The investigation into Markov’s case, moreover, might illuminate more recent journalist poisonings in which Russian Security Service (FSB) involvement is suspected. (FSB is the successor to the KGB.) In July 2003, Yuri Shchekochikhin, the deputy editor of the independent newspaper Novaya Gazeta, was overtaken by flu-like symptoms while on a business trip outside Moscow. When he returned, his condition worsened rapidly, leading to organ failure; several days later, Shchekochikhin was dead. Doctors said he developed a sudden “acute allergy” but could not find the cause. Shchekochikhin’s medical records were sealed, the case was buried. Colleagues believe he was poisoned to stop him from further uncovering an intricate, high-level corruption scheme.

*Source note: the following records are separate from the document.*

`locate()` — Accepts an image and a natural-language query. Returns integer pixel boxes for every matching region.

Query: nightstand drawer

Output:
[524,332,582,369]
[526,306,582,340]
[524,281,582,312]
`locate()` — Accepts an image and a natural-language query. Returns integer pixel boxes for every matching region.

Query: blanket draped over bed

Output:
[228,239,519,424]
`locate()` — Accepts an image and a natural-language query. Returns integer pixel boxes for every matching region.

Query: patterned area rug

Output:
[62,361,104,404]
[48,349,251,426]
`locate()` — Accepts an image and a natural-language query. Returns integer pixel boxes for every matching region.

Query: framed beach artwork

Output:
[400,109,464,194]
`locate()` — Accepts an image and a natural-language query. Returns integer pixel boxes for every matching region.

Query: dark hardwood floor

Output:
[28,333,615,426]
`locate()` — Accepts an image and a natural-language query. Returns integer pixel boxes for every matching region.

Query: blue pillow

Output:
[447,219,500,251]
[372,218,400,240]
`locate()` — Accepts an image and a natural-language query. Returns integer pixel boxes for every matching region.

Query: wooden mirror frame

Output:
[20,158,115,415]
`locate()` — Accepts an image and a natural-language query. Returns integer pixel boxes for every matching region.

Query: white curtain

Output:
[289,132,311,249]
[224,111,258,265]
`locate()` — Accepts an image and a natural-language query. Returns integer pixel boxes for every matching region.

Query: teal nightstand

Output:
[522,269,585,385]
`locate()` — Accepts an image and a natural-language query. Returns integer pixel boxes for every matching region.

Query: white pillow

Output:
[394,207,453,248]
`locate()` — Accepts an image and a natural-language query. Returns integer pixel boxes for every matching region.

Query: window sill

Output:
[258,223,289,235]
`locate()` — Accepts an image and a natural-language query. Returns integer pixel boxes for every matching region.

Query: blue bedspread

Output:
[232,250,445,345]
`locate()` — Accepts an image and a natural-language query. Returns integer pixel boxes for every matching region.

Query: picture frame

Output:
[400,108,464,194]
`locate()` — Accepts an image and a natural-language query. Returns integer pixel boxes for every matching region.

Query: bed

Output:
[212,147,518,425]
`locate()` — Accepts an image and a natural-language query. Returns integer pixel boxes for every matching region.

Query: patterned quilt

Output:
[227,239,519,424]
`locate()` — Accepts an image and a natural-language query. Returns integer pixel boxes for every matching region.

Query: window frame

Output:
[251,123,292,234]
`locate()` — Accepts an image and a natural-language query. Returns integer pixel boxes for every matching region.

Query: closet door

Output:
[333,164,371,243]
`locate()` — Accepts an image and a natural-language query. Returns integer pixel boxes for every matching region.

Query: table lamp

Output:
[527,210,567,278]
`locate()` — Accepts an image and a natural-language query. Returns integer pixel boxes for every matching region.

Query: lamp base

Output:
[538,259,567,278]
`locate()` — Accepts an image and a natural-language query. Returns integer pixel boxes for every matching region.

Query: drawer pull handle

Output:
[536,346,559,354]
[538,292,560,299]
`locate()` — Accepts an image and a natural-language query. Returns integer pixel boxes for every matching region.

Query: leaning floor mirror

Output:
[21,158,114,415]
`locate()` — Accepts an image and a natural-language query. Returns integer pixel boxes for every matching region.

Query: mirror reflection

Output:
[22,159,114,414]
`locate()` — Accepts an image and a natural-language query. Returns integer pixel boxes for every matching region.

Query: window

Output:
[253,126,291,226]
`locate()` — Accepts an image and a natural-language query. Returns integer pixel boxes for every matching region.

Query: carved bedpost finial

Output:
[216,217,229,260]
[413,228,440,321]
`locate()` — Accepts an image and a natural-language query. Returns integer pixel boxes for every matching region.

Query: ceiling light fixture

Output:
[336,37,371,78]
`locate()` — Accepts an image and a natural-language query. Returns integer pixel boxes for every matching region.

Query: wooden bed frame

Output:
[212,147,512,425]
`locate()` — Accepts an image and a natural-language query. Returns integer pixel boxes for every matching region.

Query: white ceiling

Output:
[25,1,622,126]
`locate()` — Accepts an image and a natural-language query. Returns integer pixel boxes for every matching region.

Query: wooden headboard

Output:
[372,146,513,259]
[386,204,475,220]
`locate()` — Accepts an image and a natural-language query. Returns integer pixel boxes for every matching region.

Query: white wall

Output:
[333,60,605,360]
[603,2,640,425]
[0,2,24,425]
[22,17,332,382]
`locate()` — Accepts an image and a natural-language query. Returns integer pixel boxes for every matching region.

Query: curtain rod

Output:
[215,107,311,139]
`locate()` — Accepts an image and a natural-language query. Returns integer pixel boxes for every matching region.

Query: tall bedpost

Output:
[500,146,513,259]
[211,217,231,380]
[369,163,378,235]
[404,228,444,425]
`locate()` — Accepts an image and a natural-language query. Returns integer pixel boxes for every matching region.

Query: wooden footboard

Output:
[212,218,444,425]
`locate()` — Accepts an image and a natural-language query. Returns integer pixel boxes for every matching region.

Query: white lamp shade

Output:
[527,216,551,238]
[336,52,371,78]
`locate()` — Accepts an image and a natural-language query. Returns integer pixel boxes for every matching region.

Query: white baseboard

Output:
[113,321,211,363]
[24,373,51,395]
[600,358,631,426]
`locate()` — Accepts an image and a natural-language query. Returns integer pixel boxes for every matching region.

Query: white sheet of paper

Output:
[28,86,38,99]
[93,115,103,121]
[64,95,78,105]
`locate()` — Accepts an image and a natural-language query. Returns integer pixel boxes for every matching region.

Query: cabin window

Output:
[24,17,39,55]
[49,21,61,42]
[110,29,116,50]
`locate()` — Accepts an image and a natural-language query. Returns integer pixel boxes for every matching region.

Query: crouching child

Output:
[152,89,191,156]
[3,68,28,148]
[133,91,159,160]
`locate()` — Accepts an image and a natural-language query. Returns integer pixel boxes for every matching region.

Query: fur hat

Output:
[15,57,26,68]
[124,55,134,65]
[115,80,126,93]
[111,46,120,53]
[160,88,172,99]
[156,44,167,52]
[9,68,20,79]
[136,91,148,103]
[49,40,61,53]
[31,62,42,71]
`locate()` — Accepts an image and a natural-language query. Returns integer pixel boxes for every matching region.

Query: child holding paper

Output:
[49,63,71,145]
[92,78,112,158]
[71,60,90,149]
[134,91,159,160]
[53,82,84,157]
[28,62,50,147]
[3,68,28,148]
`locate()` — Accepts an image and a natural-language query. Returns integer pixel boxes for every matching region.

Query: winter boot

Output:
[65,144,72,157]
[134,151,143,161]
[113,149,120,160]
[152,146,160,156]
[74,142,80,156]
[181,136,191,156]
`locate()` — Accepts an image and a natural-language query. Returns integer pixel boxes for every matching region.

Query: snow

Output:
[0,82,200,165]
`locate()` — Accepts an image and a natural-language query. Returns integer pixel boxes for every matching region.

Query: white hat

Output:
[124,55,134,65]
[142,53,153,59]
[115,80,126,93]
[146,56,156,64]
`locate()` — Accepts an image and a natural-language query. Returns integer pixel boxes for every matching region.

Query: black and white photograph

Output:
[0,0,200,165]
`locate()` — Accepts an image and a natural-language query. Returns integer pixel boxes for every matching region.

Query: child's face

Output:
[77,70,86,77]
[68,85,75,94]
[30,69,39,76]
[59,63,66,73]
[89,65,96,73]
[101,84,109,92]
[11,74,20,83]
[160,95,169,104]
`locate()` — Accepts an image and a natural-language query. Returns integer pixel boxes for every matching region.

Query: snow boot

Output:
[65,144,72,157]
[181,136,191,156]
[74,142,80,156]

A year later, Anna Politkovskaya fell ill and was hospitalized after drinking tea on a plane bound for the North Caucasus. Politkovskaya was en route to Beslan on September 1, 2004, to cover the hostage crisis at School No.1 that claimed the lives of more than 330 people–mostly children. She never reached her destination. Her colleagues at Novaya Gazeta believe she was poisoned. As in the case of Shchekochikhin, Politkovskaya’s medical tests were never disclosed. She survived that attempt on her life, but it was never investigated. Politkovskaya was later shot to death in October 2006.

The “Bulgarian umbrella” might be a Cold War legend. But the ghost of Georgi Markov–as well as those of Yuri Shchekochikhin and Anna Politkovskaya–obligate us all to look beyond the myths and seek to uncover the truth. It is just what Hristo Hristov has done with his book.